Image segmentation resizing

gionanide · April 28, 2023, 8:37am

Hello all,

I am solving an image segmentation task. Initially I have images let’s say of dimensions 1024 x 1024 and their corresponding ground truth segmentation masks 1024 x 1024 as well. When I pass batch_tfms=[*aug_transforms(size=np.array([size,size]))] where size could be 64, 128, 2048, etc. which resizing algorithms are applied to the input image and the corresponding ground truth segmentation mask? Are they the same?

Thank you in advance.

meanpenguin · May 15, 2023, 7:05pm

As Jeremy always says, “Try it an see”

But I do believe the if you are using the segmentation data block, they both are resized to the same size.

gionanide · May 18, 2023, 7:39am

Hello Edward,

Thank you for you answer. I understand that they both resized to the same size. But which algorithms are applied for this procedure? And is the emerging mapping (image pixel to label pixel) still valid?

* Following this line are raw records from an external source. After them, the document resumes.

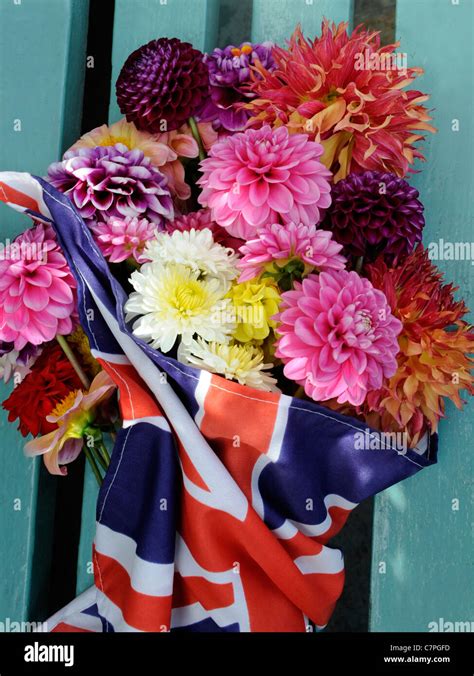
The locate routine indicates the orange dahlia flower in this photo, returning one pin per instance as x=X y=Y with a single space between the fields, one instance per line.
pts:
x=348 y=93
x=434 y=361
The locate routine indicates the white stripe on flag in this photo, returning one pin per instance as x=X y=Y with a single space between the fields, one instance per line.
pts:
x=154 y=579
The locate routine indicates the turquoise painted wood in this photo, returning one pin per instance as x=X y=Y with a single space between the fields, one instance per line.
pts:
x=275 y=20
x=425 y=542
x=85 y=572
x=136 y=22
x=42 y=58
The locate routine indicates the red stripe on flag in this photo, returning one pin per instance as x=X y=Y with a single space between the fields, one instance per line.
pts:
x=259 y=413
x=136 y=400
x=65 y=627
x=141 y=611
x=189 y=590
x=21 y=199
x=188 y=467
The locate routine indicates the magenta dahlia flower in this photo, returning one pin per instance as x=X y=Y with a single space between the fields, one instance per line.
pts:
x=278 y=246
x=230 y=76
x=122 y=238
x=375 y=212
x=113 y=181
x=162 y=84
x=264 y=176
x=338 y=336
x=37 y=290
x=198 y=220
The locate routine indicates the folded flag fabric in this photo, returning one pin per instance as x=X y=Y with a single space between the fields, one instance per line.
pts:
x=220 y=500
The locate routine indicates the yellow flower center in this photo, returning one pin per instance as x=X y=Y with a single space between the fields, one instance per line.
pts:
x=112 y=140
x=189 y=298
x=246 y=49
x=65 y=404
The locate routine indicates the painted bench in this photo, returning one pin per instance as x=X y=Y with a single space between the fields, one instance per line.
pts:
x=420 y=554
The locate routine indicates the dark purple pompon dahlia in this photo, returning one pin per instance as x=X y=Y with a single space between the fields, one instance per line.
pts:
x=113 y=181
x=165 y=80
x=375 y=213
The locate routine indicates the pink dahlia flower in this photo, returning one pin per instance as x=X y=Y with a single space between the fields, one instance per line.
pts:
x=122 y=238
x=264 y=176
x=338 y=336
x=279 y=244
x=198 y=220
x=37 y=298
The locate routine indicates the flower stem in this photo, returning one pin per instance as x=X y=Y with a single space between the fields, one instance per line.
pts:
x=72 y=358
x=93 y=465
x=197 y=137
x=359 y=264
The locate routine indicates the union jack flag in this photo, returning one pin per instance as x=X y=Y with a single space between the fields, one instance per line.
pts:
x=220 y=500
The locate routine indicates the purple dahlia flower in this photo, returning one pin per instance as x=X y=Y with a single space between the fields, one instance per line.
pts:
x=230 y=76
x=162 y=81
x=113 y=181
x=373 y=213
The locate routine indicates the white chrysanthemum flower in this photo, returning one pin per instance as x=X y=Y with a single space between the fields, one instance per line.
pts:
x=172 y=301
x=195 y=249
x=242 y=362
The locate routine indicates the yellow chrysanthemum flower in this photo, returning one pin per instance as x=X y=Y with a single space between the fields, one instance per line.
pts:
x=254 y=305
x=244 y=363
x=172 y=301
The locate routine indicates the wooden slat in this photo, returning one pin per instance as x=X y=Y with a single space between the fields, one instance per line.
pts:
x=42 y=58
x=85 y=577
x=275 y=20
x=136 y=22
x=425 y=544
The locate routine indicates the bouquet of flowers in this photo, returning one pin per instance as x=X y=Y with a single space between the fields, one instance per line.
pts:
x=254 y=209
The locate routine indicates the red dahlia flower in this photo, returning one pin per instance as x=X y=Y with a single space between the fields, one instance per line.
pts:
x=348 y=93
x=51 y=379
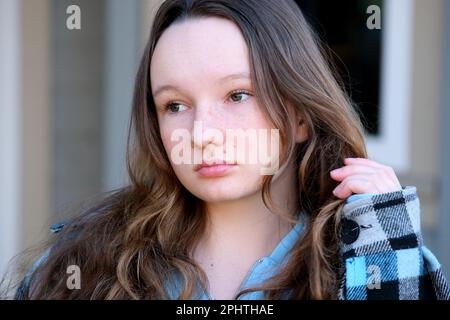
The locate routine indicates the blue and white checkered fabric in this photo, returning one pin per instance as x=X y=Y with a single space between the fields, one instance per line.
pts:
x=388 y=259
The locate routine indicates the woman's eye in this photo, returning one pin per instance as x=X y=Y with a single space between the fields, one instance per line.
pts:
x=239 y=96
x=175 y=107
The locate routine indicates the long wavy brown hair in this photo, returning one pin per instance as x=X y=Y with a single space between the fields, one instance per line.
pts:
x=132 y=243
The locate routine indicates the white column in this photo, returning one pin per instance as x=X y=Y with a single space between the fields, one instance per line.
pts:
x=121 y=61
x=10 y=130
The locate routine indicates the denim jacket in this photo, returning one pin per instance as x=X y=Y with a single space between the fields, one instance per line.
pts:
x=382 y=253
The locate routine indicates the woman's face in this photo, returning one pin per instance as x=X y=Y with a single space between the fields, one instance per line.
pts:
x=200 y=79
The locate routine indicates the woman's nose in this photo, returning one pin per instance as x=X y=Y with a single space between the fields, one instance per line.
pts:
x=207 y=128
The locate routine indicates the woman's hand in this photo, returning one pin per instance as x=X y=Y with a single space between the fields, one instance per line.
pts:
x=360 y=175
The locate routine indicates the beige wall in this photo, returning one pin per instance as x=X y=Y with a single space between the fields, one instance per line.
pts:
x=425 y=105
x=36 y=115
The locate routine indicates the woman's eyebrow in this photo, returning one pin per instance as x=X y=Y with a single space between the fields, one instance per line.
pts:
x=234 y=76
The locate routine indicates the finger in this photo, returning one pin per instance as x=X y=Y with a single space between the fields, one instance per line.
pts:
x=354 y=184
x=351 y=169
x=375 y=164
x=365 y=161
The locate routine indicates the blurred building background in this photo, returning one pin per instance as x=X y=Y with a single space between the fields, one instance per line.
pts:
x=65 y=99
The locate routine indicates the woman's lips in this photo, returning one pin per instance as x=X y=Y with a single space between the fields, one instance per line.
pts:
x=215 y=170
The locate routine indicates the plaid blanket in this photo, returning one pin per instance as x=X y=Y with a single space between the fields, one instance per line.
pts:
x=383 y=255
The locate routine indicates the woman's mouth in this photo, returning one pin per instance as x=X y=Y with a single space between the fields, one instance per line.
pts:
x=214 y=170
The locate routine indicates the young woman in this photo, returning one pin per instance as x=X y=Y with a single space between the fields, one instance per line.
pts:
x=327 y=224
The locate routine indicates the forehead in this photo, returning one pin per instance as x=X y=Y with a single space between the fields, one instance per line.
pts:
x=200 y=49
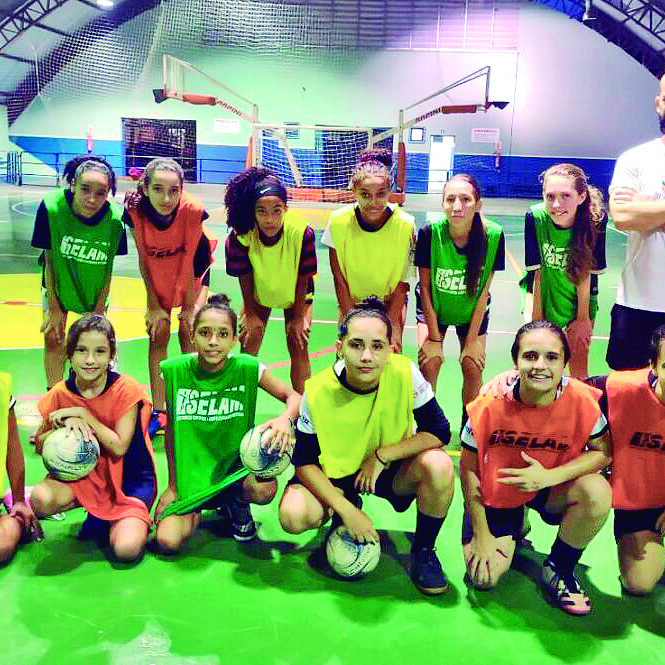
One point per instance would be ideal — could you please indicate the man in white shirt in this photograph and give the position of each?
(637, 206)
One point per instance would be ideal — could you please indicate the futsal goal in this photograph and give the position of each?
(315, 162)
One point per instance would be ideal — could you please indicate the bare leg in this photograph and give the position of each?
(52, 496)
(128, 537)
(300, 365)
(430, 369)
(157, 350)
(10, 534)
(300, 510)
(250, 342)
(430, 476)
(585, 503)
(54, 360)
(641, 561)
(174, 531)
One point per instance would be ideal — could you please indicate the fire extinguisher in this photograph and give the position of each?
(497, 154)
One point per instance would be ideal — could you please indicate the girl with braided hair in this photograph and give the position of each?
(80, 232)
(272, 252)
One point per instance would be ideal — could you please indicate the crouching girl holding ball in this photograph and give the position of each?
(371, 425)
(118, 493)
(211, 402)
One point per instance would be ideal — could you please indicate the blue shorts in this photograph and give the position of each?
(462, 329)
(508, 521)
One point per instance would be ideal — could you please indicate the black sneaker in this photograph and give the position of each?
(565, 592)
(427, 573)
(243, 527)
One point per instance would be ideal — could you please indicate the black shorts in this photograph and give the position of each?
(203, 260)
(384, 488)
(630, 337)
(508, 521)
(462, 329)
(632, 521)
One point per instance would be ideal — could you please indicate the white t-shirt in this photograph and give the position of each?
(643, 273)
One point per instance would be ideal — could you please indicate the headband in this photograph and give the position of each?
(270, 189)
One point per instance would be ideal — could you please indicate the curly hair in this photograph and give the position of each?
(220, 302)
(373, 162)
(371, 307)
(78, 165)
(240, 197)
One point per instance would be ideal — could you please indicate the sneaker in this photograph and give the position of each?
(427, 573)
(157, 423)
(566, 593)
(243, 527)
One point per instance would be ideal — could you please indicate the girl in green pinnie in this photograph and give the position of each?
(565, 247)
(456, 259)
(80, 233)
(211, 403)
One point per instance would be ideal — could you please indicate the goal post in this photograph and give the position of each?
(314, 161)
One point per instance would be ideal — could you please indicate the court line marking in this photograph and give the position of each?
(513, 262)
(613, 228)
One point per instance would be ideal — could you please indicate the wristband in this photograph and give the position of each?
(376, 453)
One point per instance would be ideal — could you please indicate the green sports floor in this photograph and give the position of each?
(273, 602)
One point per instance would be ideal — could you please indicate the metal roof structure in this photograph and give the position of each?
(36, 35)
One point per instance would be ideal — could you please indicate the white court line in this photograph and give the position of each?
(276, 318)
(22, 203)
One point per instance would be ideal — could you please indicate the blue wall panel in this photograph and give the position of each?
(516, 177)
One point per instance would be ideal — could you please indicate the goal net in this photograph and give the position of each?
(314, 161)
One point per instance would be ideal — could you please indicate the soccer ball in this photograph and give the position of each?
(349, 558)
(257, 459)
(68, 456)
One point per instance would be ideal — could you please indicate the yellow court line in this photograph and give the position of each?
(513, 262)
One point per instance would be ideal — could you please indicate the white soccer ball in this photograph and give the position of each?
(257, 459)
(67, 456)
(349, 558)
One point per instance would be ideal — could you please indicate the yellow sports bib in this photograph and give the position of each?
(351, 425)
(372, 262)
(275, 268)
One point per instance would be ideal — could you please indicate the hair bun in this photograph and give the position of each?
(372, 303)
(219, 299)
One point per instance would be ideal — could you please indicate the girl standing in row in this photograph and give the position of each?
(564, 246)
(80, 232)
(175, 253)
(456, 260)
(370, 243)
(272, 252)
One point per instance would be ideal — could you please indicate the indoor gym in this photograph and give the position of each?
(274, 600)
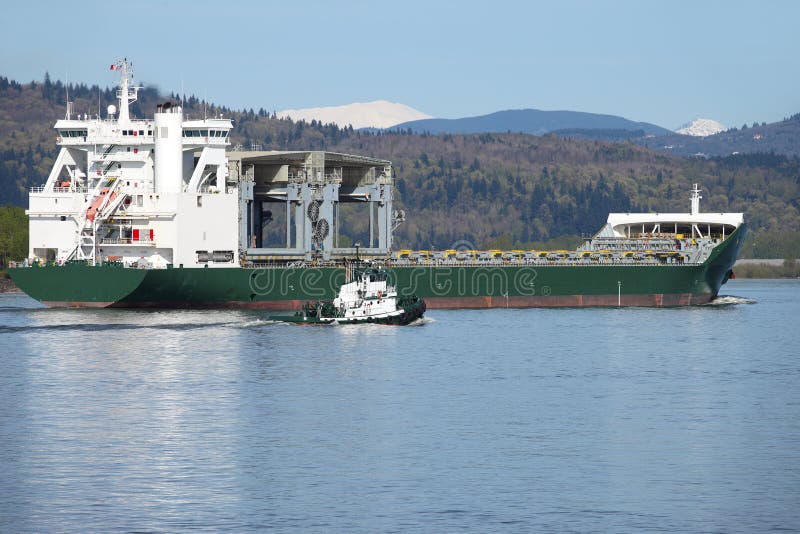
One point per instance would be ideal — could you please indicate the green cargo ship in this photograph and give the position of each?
(158, 213)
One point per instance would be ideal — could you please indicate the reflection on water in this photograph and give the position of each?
(524, 420)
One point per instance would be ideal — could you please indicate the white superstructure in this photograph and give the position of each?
(147, 193)
(691, 224)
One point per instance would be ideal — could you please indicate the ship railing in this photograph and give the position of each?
(144, 240)
(42, 189)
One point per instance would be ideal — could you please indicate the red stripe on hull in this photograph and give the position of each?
(432, 303)
(569, 301)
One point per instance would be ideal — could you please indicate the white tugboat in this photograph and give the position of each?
(367, 298)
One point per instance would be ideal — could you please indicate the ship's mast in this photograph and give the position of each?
(694, 207)
(127, 93)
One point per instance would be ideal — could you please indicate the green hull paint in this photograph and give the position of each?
(440, 286)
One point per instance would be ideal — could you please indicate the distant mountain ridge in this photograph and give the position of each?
(782, 137)
(376, 114)
(529, 121)
(701, 128)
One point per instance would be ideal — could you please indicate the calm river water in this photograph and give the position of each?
(632, 419)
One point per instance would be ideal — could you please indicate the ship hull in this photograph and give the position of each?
(442, 286)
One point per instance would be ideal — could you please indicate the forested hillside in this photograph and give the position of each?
(488, 189)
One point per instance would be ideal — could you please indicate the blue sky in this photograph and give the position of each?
(662, 62)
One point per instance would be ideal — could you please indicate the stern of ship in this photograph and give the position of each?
(77, 285)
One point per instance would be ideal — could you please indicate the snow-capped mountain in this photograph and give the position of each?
(701, 128)
(377, 114)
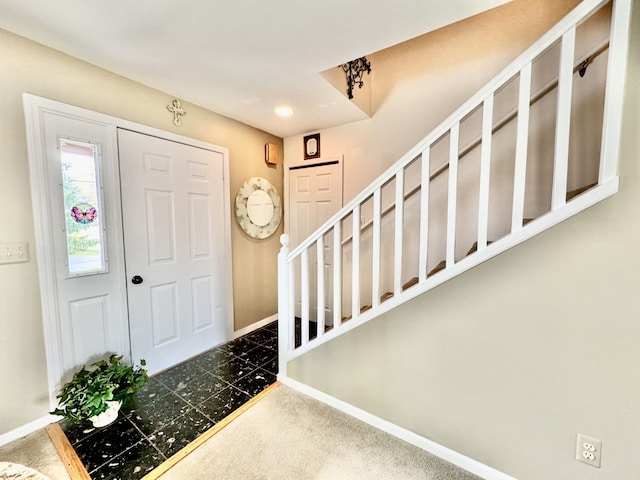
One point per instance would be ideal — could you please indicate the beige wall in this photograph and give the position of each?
(417, 85)
(507, 363)
(29, 67)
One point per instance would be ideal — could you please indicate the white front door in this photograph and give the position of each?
(173, 215)
(315, 194)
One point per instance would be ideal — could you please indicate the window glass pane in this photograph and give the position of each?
(82, 207)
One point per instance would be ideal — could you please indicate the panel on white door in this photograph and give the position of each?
(202, 294)
(89, 319)
(160, 226)
(200, 226)
(173, 216)
(164, 314)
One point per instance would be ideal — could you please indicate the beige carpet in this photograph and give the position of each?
(35, 451)
(288, 435)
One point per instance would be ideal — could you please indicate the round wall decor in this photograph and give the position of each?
(258, 208)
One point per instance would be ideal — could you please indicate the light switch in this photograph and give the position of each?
(16, 252)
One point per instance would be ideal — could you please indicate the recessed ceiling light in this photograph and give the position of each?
(284, 111)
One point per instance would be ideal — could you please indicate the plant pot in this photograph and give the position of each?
(108, 416)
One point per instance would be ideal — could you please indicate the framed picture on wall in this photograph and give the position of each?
(312, 146)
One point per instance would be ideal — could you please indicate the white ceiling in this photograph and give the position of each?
(240, 58)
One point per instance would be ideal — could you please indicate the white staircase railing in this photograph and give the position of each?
(338, 278)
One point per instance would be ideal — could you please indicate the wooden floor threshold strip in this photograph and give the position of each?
(182, 454)
(67, 454)
(77, 471)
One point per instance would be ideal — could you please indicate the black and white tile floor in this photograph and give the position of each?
(177, 406)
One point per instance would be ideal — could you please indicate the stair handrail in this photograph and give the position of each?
(573, 18)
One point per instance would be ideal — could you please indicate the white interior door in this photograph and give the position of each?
(315, 194)
(173, 216)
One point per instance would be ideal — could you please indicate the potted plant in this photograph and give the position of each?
(96, 392)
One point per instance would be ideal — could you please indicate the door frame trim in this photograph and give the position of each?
(34, 107)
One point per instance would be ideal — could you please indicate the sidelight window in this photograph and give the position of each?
(84, 216)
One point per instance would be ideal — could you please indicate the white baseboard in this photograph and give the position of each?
(451, 456)
(255, 326)
(26, 429)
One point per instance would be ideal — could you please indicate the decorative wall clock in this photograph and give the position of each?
(258, 208)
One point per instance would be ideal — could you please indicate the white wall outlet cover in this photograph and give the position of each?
(589, 450)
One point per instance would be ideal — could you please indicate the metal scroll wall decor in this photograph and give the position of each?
(354, 71)
(178, 112)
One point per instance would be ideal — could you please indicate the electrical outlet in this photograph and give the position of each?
(16, 252)
(589, 450)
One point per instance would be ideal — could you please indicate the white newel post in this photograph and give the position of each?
(614, 96)
(284, 316)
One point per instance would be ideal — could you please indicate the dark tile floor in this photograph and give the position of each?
(178, 405)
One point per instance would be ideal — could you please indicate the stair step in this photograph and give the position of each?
(438, 267)
(407, 285)
(410, 283)
(578, 191)
(362, 309)
(386, 296)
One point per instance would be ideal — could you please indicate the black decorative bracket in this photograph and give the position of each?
(354, 71)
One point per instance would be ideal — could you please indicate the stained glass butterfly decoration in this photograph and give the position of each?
(83, 213)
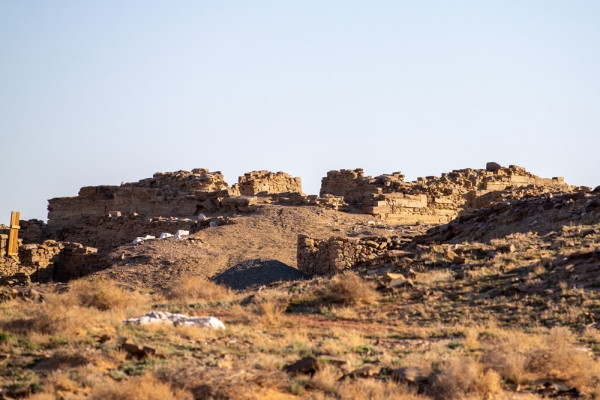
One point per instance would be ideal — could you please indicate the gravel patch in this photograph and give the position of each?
(257, 272)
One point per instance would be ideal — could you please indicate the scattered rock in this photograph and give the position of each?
(307, 365)
(137, 350)
(159, 317)
(506, 248)
(410, 375)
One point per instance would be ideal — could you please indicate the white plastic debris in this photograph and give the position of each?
(140, 239)
(159, 317)
(181, 233)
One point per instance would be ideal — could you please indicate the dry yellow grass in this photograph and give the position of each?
(145, 387)
(519, 357)
(464, 377)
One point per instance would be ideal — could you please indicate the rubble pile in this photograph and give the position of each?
(47, 261)
(328, 256)
(257, 183)
(178, 194)
(433, 199)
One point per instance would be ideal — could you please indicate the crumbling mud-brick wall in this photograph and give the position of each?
(76, 261)
(38, 260)
(435, 200)
(257, 183)
(329, 256)
(108, 232)
(49, 261)
(178, 194)
(169, 194)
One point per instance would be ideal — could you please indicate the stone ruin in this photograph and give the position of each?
(47, 261)
(104, 217)
(436, 200)
(177, 194)
(257, 183)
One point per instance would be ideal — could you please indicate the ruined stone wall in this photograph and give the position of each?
(178, 194)
(264, 182)
(37, 260)
(76, 261)
(435, 200)
(108, 231)
(329, 256)
(49, 261)
(169, 194)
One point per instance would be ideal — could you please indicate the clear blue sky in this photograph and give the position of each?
(99, 92)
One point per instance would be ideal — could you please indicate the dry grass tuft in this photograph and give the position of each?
(146, 387)
(103, 295)
(349, 289)
(197, 288)
(463, 378)
(363, 389)
(519, 357)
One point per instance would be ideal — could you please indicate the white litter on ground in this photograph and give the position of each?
(181, 233)
(141, 239)
(159, 317)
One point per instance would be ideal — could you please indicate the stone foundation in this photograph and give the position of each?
(258, 183)
(435, 200)
(330, 256)
(48, 261)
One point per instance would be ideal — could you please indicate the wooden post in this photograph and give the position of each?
(13, 237)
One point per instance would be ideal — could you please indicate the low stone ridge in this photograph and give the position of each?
(257, 272)
(436, 200)
(48, 261)
(542, 214)
(258, 183)
(178, 194)
(335, 254)
(172, 194)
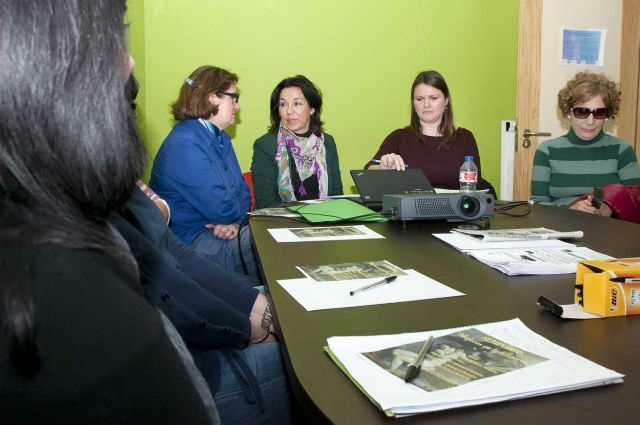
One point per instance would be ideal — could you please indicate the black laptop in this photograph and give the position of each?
(372, 184)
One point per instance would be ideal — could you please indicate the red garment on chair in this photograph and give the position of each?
(624, 201)
(249, 180)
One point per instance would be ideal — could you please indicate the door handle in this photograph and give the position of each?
(526, 143)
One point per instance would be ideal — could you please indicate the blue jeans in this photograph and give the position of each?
(265, 362)
(229, 254)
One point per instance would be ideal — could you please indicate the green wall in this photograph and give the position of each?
(362, 54)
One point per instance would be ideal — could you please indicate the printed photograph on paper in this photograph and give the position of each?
(316, 232)
(455, 359)
(351, 271)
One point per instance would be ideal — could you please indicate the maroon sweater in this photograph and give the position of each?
(441, 165)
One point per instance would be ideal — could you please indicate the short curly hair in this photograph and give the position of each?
(586, 85)
(193, 99)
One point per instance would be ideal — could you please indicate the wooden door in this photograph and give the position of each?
(527, 93)
(624, 55)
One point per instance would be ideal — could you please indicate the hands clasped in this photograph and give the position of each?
(224, 231)
(587, 206)
(392, 161)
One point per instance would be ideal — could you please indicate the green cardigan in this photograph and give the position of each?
(567, 167)
(264, 170)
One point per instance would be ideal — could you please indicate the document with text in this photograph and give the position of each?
(317, 234)
(467, 366)
(411, 286)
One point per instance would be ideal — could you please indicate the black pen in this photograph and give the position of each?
(416, 365)
(374, 284)
(551, 306)
(629, 279)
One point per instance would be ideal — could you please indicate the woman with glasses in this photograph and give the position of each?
(430, 142)
(567, 167)
(295, 160)
(196, 171)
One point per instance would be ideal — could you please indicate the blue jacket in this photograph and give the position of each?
(208, 306)
(198, 174)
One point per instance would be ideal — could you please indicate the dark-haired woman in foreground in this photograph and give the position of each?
(80, 343)
(430, 142)
(295, 160)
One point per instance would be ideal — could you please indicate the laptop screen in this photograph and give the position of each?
(372, 184)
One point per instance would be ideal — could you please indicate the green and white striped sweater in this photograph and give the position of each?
(567, 167)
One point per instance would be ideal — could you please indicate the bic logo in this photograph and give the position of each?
(614, 300)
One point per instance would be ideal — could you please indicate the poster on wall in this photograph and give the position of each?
(582, 47)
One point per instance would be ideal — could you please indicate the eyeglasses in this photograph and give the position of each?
(235, 96)
(583, 113)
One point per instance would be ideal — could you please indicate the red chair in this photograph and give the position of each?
(249, 180)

Are there any resources for this procedure?

meanpenguin · May 19, 2023, 3:48pm

I believe these are the defaults

github.com

fastai/fastai/blob/74fd6ea8cca582cc878d89658541873761ecb617/fastai/vision/augment.py#L1240


      
              aff_tfms = [tfm for tfm in tfms if isinstance(tfm, AffineCoordTfm)]
              lig_tfms = [tfm for tfm in tfms if isinstance(tfm, LightingTfm)]
              others = [tfm for tfm in tfms if tfm not in aff_tfms+lig_tfms]
              lig_tfm = _compose_same_tfms(lig_tfms)
              aff_tfm = _compose_same_tfms(aff_tfms)
              res = [aff_tfm] if aff_tfm is not None else []
              if lig_tfm is not None: res.append(lig_tfm)
              return res + others
          
          # %% ../../nbs/09_vision.augment.ipynb 262
          def aug_transforms(
              mult:float=1.0, # Multiplication applying to `max_rotate`,`max_lighting`,`max_warp`
              do_flip:bool=True, # Random flipping
              flip_vert:bool=False, # Flip vertically
              max_rotate:float=10., # Maximum degree of rotation
              min_zoom:float=1., # Minimum zoom 
              max_zoom:float=1.1, # Maximum zoom 
              max_lighting:float=0.2, # Maximum scale of changing brightness 
              max_warp:float=0.2, # Maximum value of changing warp per
              p_affine:float=0.75, # Probability of applying affine transformation
              p_lighting:float=0.75, # Probability of changing brightnest and contrast

In my experience, the transforms are applied appropriately to make the segmentation work if you are using the unet_learner.

Maybe this example may help?

VDM · May 20, 2023, 6:04am

I think I understood the question, which can be reformulated as: “do the transformations applied introduce artifacts in masks due to interpolation, like they do in RGB images?” Regarding resize, I am almost sure it does not introduce artifacts; regarding other transformations, I did not check, but masks remain valid thus at least the number of classes remains the same. However, artifacts would be mostly on the edges, and likely small.
You may check the source code to see which algorithm is used specifically on masks.